The audit has aggravated an ongoing conflict between the Department of Education and the parents’ group, which claims it has documented the reporting of its finances each year. The PTA claims the audit is retaliation for criticism of the school’s administration.
Two investigators in long black trench coats hovered outside the PTA office at the New Explorations Into Science, Technology and Math School yesterday, waiting for the parents to sort and copy all of the organization’s documents. After an argument broke out as parents sat down to a lunch break, one investigator yelled that the parents “have a bad attitude.” The parents shot back, calling the investigators bullies.
“It’s such harassment. It’s on a level I never thought possible,” the PTA president, Emily Armstrong, who was among nine PTA officers that resigned last week, said. “They’re not supposed to barge in here like this.”

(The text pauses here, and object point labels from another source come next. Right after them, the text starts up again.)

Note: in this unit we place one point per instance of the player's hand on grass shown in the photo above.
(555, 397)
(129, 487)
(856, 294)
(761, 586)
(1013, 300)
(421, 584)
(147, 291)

A Department of Education spokeswoman, Kelly Devers Franklin, said the audit was triggered several months ago when the incoming NEST+m principal searched for the school’s PTA financial reports for the past two years and couldn’t find them. She said auditors tried, and failed, to schedule a meeting with the PTA’s lawyer two weeks ago. The PTA confirmed this, saying its lawyer is currently out of the country. When the PTA resigned abruptly last week, Ms. Devers Franklin said a special investigator had also been brought in to oversee the audit.
Audits of PTAs are routine, Ms. Devers Franklin said. “It’s completely ridiculous that it would be retaliation,” she said.
The PTA officers resigned during a raucous meeting last Thursday that ended when an assistant principal called police to eject parents from the building. The officers said they resigned because they disagreed with changes made by the new principal, Olga Livanis, who was appointed after a bitter fight last year over Department of Education plans to install a new charter school inside the NEST+m building.
The PTA filed a lawsuit last year to keep the charter school out, but the suit was dropped when the city decided to put the charter school elsewhere.